Changing the Narrative

Another detail that makes The Exorcist an intriguing series is its unconventional narrative structure. As Jeremy Slater previously told THR, each season will focus on a new story, with new characters, as Father Tomas and Father Marcus act as the heroes that connect everything.

The concept of demon-hunting is nothing new for genre TV. Supernatural has been doing it for 13 years and Ash vs. Evil Dead is giving a fun spin on familiar subject matter. Heck, there are some definite similarities between the world-building aspect of The Exorcist and what Cinemax has accomplished with Outcast, the surprisingly great adaptation of Robert Kirkman's comic series. But while the landscape may be getting a bit crowded, the Fox series has stepped away from certain expectations.

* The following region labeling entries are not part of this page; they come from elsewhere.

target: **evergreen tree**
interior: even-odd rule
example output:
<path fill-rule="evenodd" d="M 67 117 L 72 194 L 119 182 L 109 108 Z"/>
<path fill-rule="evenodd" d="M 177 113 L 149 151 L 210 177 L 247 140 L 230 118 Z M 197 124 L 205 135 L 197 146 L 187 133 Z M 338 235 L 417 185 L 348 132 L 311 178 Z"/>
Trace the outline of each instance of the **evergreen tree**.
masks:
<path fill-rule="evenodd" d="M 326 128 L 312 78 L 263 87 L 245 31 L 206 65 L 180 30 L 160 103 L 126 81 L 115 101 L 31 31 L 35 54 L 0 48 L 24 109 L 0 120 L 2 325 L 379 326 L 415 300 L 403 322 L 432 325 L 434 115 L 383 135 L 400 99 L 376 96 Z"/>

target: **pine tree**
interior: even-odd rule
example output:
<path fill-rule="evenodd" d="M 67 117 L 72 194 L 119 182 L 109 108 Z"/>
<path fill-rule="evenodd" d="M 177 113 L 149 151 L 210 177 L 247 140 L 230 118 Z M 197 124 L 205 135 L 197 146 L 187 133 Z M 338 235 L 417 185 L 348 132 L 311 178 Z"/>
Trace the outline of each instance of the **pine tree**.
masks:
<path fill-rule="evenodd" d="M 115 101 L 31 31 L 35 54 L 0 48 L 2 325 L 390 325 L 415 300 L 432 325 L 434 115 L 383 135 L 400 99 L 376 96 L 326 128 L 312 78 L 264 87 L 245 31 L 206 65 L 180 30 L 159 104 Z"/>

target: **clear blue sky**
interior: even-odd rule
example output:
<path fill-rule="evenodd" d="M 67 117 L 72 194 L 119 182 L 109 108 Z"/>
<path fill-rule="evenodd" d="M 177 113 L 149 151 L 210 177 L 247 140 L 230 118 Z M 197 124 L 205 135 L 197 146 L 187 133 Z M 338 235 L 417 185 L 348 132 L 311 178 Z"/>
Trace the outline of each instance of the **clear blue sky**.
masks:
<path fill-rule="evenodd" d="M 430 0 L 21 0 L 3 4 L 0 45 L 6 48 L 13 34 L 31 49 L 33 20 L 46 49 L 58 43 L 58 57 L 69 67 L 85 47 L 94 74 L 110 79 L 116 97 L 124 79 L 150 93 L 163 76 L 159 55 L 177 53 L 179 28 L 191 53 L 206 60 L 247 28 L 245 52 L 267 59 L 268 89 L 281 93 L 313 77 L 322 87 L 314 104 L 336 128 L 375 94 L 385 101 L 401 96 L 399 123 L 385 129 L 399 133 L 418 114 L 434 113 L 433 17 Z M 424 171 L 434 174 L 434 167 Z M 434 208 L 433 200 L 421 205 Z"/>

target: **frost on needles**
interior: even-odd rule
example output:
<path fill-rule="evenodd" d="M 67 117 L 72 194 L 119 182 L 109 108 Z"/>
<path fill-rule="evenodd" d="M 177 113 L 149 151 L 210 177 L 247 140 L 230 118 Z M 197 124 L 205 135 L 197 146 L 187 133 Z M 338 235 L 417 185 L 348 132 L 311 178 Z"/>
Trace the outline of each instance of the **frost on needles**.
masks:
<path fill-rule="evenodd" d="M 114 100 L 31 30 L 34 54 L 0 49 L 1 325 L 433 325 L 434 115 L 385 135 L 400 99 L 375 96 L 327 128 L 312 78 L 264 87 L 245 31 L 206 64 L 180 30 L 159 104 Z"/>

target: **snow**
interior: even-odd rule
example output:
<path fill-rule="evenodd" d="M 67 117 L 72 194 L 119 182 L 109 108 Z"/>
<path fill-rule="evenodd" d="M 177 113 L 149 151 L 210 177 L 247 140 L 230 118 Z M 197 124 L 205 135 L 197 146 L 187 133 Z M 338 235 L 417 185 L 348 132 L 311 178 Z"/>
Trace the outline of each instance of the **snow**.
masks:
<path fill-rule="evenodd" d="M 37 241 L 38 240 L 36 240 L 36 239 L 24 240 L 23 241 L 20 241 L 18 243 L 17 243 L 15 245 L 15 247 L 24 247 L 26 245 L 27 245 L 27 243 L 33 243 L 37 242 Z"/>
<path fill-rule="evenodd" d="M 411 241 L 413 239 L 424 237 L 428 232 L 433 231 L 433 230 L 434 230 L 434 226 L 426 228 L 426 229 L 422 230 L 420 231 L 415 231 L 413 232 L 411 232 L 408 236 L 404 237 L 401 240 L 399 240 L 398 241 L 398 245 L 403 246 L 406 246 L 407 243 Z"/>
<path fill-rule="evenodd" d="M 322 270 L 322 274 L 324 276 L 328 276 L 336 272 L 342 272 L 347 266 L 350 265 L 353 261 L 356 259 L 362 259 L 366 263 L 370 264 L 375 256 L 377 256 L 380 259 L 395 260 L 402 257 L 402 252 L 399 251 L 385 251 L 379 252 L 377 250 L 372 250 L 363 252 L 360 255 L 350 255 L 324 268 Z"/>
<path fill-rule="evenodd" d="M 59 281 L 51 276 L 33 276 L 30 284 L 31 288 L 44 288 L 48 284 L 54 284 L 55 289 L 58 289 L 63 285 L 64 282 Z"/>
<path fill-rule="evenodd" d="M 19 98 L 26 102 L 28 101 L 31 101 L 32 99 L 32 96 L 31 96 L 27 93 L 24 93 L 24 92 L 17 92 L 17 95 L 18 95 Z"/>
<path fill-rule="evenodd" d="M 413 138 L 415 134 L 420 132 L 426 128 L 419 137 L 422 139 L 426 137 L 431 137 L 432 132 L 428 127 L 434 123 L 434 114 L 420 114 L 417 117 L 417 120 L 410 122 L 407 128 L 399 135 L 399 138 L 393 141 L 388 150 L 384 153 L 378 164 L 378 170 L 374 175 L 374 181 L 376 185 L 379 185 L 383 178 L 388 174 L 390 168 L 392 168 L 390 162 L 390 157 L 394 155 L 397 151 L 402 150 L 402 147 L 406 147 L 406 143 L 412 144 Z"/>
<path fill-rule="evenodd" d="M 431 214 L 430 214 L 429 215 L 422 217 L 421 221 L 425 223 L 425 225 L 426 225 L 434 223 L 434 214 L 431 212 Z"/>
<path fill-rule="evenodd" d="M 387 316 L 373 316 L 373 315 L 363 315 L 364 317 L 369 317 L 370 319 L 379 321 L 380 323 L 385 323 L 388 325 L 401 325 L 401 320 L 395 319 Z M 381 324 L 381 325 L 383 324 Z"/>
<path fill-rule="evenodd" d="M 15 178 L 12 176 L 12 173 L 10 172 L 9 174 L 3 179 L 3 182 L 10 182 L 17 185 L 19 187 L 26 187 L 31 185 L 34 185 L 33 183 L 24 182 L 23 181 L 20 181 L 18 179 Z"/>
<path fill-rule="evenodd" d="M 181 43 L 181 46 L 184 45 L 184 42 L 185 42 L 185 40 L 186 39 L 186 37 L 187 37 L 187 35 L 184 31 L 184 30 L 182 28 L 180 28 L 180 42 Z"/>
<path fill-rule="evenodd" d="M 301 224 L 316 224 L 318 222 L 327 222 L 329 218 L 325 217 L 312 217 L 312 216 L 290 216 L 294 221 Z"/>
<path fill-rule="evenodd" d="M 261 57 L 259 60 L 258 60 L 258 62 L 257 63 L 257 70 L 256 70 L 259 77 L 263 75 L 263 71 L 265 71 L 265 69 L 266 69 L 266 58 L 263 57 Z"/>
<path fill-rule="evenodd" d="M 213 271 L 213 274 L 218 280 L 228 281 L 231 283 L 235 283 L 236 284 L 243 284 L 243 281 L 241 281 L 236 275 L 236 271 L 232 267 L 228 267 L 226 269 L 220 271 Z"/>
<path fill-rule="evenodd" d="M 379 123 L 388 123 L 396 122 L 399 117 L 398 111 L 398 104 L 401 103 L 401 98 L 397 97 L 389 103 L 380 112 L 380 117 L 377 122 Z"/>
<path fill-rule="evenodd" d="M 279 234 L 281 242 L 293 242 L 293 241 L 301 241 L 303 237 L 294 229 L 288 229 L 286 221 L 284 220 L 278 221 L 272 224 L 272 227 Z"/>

"I don't think we'll ever become a monster-of-the-week show," Jeremy Slater explained to THR. "I also believe in stories that have a beginning, middle and end. I think it's always better to leave people wanting [more], as opposed to being the last person at the party after they turn the lights on."

Slater and Crouch have a seven-season story mapped out for the series, which is a refreshing detail, to be sure. The creative team is already working out season 3's story beats, which would take Marcus and Tomas to Mexico, a territory and culture begging for further exploration.

There's something ideal about watching a story play out to its fulfilling end before the formula gets stale and predictable. What I'm saying, is, we probably won't ever find Marcus and Tomas teaming up with the Scooby Doo gang.

A Horror Homage to Genre Films of the Past

With (hopefully) five more seasons to look forward to, it's hard not to wonder just how future episodes of The Exorcist will connect the show canon to that of the big screen sequels. Unfortunately, though, there's not much one can really draw on that would fit the tone of the series – no offense to (the truly baffling and insane) The Exorcist II: The Heretic. However, Slater and Crouch may be looking to The Exorcist III for a little frightful inspiration.

As each season aims to tell a different possession story, a variety of sub-genres will be explored as well. Season 2 already has a new look and feel, separating itself from Chicago's cold claustrophobia of season 1. With hints of the backwoods aesthetic of The Texas Chainsaw Massacre and the ghostly forest qualities of Japanese horror, Slater and Co. are aiming to capture a different type of old-school magic this time around, giving a nod to the classic works of Stephen King and Steven Spielberg .

With director Ti West ("The House of the Devil," "The Sacrament") bringing his indie talents to episode 3, titled "Unclean," it feels like The Exorcist is on a mission to continue blending new school frights with a plethora of old-school sensibilities. If ever there was a winning formula to keep horror relevant in the turbulent television landscape, this would be it.

"The Exorcist" season 2 airs Fridays on FOX. After all, it's the right season to discover a great new horror show.